What makes this barn special is that most extant Western New York barns of that era are English threshing barns, commonly referred to as English three-bay-barns. Yet, in the Town of Clarence, this and a handful of other barns were built by Germans, whose barns have several features differentiating them from English barns. Although both barn styles have gable roofs, predating the more familiar, brightly painted gambrel roof; vertical, unpainted siding; and wagon entrance doors on the sides, the Germans approached hay and animal storage differently, so that the side entrance on a German barn is usually up an earthen ramp to the second story. Here, they stored hay and other grain. The farm animals were housed on the first floor, accessed by a separate entrance. Often, the second story projected over the first in what is known as a forebay, which provided shade to the livestock below.
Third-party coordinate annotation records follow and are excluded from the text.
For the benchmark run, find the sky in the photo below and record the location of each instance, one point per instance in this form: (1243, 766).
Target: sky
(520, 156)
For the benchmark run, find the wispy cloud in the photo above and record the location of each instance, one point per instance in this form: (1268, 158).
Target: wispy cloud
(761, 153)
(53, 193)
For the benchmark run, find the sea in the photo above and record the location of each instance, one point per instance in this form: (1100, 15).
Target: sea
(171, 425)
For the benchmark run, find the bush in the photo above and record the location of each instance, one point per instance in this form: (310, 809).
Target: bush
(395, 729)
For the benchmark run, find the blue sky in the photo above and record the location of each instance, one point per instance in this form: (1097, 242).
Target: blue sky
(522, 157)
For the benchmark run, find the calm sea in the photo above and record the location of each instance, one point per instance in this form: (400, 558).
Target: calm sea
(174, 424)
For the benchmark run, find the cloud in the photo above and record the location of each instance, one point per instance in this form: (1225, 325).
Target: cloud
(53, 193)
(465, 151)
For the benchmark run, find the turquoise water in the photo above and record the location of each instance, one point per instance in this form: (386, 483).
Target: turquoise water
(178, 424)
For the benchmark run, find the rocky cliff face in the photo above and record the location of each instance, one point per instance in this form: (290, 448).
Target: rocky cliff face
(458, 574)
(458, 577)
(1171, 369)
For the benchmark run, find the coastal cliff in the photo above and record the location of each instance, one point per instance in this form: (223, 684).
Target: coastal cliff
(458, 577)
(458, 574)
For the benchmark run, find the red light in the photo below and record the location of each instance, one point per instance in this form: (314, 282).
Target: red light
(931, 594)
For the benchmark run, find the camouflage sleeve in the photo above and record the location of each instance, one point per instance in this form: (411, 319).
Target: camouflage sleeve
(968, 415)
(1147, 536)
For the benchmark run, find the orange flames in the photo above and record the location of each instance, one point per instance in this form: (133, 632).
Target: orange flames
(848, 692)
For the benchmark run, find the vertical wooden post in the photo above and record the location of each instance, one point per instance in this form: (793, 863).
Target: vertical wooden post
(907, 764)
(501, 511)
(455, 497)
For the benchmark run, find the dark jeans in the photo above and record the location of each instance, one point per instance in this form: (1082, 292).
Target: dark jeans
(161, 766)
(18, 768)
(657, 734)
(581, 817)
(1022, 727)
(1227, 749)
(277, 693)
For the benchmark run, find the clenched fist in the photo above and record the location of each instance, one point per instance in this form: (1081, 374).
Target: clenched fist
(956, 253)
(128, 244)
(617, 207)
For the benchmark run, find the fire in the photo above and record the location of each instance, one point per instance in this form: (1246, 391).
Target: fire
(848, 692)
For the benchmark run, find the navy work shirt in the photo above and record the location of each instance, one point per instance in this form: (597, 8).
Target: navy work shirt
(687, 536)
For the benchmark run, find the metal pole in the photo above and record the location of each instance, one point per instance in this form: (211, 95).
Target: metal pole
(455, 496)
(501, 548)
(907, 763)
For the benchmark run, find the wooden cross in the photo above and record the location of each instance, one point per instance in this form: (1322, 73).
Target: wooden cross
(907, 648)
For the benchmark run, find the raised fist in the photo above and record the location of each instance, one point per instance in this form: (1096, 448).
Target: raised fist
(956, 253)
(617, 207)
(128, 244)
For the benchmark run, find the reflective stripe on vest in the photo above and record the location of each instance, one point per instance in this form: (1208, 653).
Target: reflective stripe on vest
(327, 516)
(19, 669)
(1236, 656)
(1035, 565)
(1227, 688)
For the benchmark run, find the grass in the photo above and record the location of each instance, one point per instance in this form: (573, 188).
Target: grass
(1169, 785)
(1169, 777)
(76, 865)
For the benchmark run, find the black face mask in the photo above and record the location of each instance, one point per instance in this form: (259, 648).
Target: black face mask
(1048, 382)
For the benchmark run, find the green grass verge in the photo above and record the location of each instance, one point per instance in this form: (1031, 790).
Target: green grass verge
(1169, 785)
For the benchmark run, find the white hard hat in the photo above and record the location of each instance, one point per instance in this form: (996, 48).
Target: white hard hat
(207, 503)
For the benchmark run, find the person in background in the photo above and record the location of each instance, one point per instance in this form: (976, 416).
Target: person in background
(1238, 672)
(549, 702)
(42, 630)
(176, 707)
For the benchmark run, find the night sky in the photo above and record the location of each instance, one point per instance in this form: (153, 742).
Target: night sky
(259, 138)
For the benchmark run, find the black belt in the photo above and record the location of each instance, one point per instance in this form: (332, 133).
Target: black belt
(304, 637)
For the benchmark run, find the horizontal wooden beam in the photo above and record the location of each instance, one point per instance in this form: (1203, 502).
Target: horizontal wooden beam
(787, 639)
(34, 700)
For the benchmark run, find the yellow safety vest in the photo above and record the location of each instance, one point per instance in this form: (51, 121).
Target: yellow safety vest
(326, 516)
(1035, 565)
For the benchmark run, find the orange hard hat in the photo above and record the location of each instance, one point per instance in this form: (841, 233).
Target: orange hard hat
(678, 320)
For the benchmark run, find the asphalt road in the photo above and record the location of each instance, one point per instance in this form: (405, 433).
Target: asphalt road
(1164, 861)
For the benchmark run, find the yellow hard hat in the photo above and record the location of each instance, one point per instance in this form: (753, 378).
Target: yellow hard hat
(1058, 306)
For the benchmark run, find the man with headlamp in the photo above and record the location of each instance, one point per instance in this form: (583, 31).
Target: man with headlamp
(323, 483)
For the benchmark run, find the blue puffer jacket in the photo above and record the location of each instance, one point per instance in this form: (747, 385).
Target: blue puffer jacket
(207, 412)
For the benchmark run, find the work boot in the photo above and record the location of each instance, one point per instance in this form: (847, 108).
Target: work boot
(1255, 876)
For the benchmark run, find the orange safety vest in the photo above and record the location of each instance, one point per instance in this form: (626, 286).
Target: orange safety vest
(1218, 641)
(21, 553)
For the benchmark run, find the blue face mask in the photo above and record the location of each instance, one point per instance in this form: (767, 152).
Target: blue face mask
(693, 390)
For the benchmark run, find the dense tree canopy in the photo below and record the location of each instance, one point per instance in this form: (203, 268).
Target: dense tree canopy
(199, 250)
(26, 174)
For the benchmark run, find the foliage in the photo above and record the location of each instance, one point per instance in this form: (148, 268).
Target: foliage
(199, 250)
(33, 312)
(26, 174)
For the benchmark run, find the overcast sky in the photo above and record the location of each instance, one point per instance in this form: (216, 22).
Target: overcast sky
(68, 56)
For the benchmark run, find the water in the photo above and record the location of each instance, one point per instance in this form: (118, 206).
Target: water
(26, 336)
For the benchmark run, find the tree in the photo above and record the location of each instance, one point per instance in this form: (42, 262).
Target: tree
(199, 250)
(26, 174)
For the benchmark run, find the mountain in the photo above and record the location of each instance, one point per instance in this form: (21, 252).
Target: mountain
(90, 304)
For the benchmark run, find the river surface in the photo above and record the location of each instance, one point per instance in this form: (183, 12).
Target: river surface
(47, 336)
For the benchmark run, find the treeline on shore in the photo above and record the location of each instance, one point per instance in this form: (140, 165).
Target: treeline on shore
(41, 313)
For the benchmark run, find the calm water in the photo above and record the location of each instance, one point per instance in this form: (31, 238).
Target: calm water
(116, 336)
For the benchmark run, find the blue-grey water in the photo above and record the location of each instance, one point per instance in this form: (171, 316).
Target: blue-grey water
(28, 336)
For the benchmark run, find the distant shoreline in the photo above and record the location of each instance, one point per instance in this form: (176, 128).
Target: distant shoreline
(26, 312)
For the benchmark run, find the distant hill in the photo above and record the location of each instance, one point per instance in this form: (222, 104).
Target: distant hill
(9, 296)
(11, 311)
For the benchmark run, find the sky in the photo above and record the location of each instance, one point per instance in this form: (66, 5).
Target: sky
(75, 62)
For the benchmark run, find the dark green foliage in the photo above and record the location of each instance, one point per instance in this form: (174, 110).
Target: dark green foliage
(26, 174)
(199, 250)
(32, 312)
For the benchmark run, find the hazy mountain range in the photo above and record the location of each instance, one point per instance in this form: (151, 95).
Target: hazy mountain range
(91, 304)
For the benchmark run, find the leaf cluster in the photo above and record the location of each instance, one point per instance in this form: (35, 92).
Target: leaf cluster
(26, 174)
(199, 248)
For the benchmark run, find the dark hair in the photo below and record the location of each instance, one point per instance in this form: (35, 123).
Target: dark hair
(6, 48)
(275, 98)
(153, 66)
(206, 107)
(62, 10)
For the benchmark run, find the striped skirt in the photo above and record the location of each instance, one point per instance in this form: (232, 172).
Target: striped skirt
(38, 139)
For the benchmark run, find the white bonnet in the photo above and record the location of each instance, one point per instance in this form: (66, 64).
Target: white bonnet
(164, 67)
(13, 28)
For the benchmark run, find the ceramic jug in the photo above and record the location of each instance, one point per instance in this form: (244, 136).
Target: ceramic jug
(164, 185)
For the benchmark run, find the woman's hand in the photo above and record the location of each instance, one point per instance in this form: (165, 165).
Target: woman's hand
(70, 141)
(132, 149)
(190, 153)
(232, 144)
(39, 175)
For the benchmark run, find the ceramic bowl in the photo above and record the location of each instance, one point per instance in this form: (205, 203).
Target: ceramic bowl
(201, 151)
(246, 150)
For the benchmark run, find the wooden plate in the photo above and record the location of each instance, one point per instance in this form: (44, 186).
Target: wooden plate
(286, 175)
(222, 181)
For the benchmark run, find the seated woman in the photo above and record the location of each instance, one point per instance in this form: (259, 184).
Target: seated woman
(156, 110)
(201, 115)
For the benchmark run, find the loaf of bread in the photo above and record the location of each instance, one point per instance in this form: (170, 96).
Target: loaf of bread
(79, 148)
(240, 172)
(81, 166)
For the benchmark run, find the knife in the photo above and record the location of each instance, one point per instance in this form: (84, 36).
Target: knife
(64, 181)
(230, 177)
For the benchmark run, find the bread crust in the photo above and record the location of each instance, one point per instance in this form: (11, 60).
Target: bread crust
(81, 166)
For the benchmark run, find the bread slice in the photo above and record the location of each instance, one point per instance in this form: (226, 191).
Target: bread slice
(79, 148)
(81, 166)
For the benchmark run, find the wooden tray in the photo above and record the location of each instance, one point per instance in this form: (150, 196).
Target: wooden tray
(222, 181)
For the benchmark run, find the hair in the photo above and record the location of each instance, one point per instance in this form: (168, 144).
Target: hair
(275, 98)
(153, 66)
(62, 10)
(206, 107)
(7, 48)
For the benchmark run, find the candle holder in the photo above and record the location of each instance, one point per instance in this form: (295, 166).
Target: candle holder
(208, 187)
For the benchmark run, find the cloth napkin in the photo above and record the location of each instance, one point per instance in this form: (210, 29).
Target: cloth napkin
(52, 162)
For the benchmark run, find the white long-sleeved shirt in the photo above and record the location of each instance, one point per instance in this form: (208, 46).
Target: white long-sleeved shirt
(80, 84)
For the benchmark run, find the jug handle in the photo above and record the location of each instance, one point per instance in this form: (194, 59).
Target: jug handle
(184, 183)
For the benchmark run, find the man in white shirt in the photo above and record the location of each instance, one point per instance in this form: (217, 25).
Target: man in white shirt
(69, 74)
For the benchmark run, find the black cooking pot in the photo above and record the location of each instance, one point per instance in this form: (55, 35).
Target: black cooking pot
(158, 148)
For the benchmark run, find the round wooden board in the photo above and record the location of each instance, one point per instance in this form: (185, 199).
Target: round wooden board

It is important to note that although these barns are often called “Dutch” barns, they are not. True Dutch barns dotted the Hudson and Mohawk valleys in the late seventeenth and early eighteenth centuries and did not extend west of the Herkimer/Utica area. They were virtually square, not rectangular, had horizontal not vertical plank siding, and steeply pitched roofs with doors in the gable ends.
The Abraham Martin family, part of a wave of German Mennonite settlers who moved from Pennsylvania into Western New York in the early 1800s, constructed this barn circa 1829. As is typical of this era, it is a timber-frame barn, meaning that the structure is built from hand-hewn beams and joints made with notches, wooden pegs, and other wood parts. At approximately forty-by-sixty feet, it is significantly larger than the thirty-by-forty-foot English barns. The primary elements of the “Deutsch” barn style reflected in the Martin barn include unpainted vertical siding, second-story entrance doors from the west side bank, ramp bank, gable ends, and the east elevation projecting forebay. The barn’s stone foundation is visible beneath the forebay. Although displaying common characteristics, this barn also has unique decorative features: specifically, two east-facing gable dormers on the east roof edge.
This rare vestige of our area’s rich rural heritage has been owned by the Metz family for more than thirty years. Although not open to the public, the barn is occasionally featured in rural barn tours. When the New York State Barn Coalition held its annual conference in Amherst in 2001, this barn was the last stop on a day-long barn tour. Visitors toured the interior and enjoyed viewing the many names of former owners carved into the woodwork. The barn and approximately fourteen acres surrounding it have been separated from the rest of the parcel and, in 2015, were placed into a family trust, which will continue to preserve their place in Clarence’s unique agricultural history.